Because of the poor predictive value of model, we performed correlation analysis with the clinical correlative of lung cancer outcomes in GEO, EGA, and TCGA lung cancer data sets to determine whether the potential hub genes in lung tumor have clinical relevance. The hub genes were performed Univariate Cox regression and Logrank regression based on TCGA lung tumor dataset, indicating COL1A1 and SPP1 is of great significance to prognosis in both regression analyses (Figs. 4A4B). Besides, the mutation status of hub genes was assessed in LUAD and LUSC based on TCGA datasets, of which COL1A1 mutation rate is higher (Figs. 4C4D). Therefore, COL1A1 may be the attractive target in the treatment of carcinoma, which participated in the metastasis and was a reliable biomarker and putative therapeutic target in many cancers (Liu et al., 2018; Ma, Chang & Bamodu, 2019; Oleksiewicz et al., 2017). Besides, Kaplan–Meier Plotter also showed a high COL1A1 expression closely correlated with the over-all survival and the progression-free survival of lung cancer patients (Figs. 5A5B). In order to verify the diagnostic and prognostic value of COL1A1, COL1A1 expression in lung tumors and matched normal tissues from TCGA dataset was analyze which indicated that COL1A1 expression is significantly higher expression in lung tumor tissues than in matched normal samples (Fig. 5C). To investigate the potential significance of COL1A1 expression, we divided the TCGA lung cancer cohort (n = 1003) into COL1A1-high and low expression groups that were performed to evaluate the prognostic value. Patients with high COL1A1 expression had an obviously shorter survival time than those patients with low expression (Fig. 5D). Similar results were obtained with the GEO dataset, including of GSE31210 and GSE3141 datasets (Figs. 5F5G, all P < 0.01). In addition, the area under the curve (AUC) of COL1A1 from TCGA data sets was 0.8672 (Fig. 5E), supporting COL1A1 as a diagnostic and prognostic marker in lung carcinoma.

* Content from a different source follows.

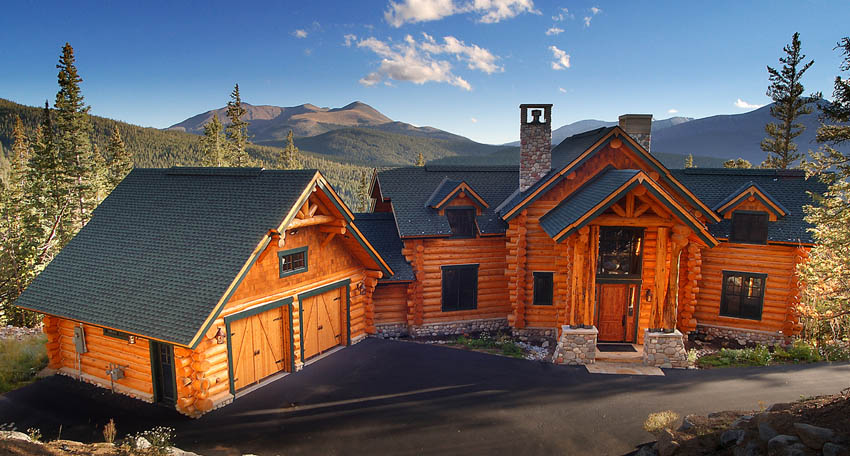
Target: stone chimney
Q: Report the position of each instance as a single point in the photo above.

The survival correlation and mutation status of hub genes.

Figure 4: The survival correlation and mutation status of hub genes.

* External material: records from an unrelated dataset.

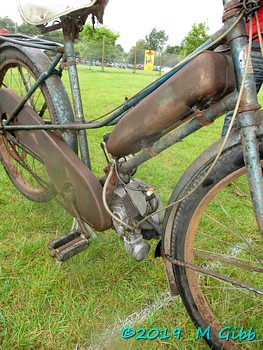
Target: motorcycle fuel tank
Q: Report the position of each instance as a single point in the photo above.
(203, 81)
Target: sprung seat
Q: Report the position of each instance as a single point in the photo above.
(39, 13)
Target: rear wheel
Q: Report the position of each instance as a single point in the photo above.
(214, 231)
(29, 175)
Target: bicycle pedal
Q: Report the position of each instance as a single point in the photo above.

The Univariate Cox regression (A) and Logrank regression (B) of hub genes based on TCGA lung tumor dataset. The mutation status of hub genes in LUAD (C) and LUSC (D) based on the TCGA dataset.
Transcriptional expressions of COL1A1 significantly correlated with poor survival outcomes in LC patients from the TCGA cohort.

Figure 5: Transcriptional expressions of COL1A1 significantly correlated with poor survival outcomes in LC patients from the TCGA cohort.

The high COL1A1 expression correlated with high HR for OS (A) and PFS (B) of LC. (C–D) The expressions of COL1A1, the correlation between the expression of COL1A1 and OS in LC patients from the TCGA cohort, ∗p < 0.05. (E) ROC curve with an AUC of 0.8672. The correlation between the expression of COL1A1 and OS in GSE31210 (F) and GSE3141 (G) cohorts, ∗∗p < 0.01.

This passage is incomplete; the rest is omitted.